DW: Frau Zerrougui, wie ist Ihr Blick auf die Wahlen, die Ende 2018 in der Demokratischen Republik Kongo stattgefunden haben?

Leila Zerrougui:  Es war die erste Abstimmung, bei der die Präsidentschafts-, Parlaments- und Provinzwahlen kombiniert wurden – eine Anstrengung geradezu titanischen Ausmaßes! Die Demokratische Republik Kongo ist ein ganzer Kontinent. Ein Land, in dem die Bevölkerung überall verteilt ist, es aber keine Infrastruktur gibt. Es gibt kein zentrales Melderegister, keine Datenbanken, auf die man zurückgreifen könnte. Schon allein daher sage ich, dass es ein Erfolg war. Die Kongolesen sind außerdem ruhig geblieben und haben sich extrem reif verhalten.

Manche meinen, sie seien um ihren Wahlsieg betrogen worden. Andere meinen, ihr Sieg sei anerkannt worden. Und doch haben sie am Wahltag Geduld bewiesen: in den Warteschlangen und da, wo es technische Probleme gab. Es hat kaum Gewalt gegeben. Es hat keine großen technischen Probleme gegeben. Ich sage nicht, dass es perfekte Wahlen waren. Aber ich finde dass man, trotz allem was man infrage stellen kann, von einem Fortschritt für den Aufbau eines Demokratisierungsprozesses sprechen kann. Aber das schließt nicht aus, dass es Kritik gibt, dass es Dinge gibt, die nicht gut gelaufen sind.
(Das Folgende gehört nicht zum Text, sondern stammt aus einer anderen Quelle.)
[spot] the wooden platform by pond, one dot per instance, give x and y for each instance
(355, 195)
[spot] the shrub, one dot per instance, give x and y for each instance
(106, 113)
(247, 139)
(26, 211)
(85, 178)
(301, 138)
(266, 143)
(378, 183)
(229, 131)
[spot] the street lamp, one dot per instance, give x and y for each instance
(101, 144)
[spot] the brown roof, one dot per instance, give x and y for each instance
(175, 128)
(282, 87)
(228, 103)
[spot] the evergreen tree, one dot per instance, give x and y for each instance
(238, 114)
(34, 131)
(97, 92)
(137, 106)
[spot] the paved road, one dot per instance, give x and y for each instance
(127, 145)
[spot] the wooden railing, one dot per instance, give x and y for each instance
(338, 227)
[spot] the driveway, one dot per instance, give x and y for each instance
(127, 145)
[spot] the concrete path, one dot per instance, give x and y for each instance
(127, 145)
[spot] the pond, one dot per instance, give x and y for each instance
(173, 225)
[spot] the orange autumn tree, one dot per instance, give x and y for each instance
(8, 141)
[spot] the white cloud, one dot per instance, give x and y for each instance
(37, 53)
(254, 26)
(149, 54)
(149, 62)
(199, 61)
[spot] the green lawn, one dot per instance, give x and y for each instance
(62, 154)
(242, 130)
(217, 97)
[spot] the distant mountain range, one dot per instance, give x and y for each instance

Aber wir sollten im Blick haben, welchen Fortschritt im Aufbau der Demokratie und des Rechtsstaats dieses große Land Afrikas gemacht hat. Das ist schon etwas!

Sie sind also im Großen und Ganzen mit dem Ablauf der Wahl zufrieden. Sind Sie auch mit den Ergebnissen zufrieden? Immerhin sagen die Koalition Lamuka und ihr Kandidat Martin Fayulu, dass man ihnen den Wahlsieg gestohlen habe. Diese Ergebnisse sind von der kongolesischen Bischofskonferenz Cenco bestätigt worden.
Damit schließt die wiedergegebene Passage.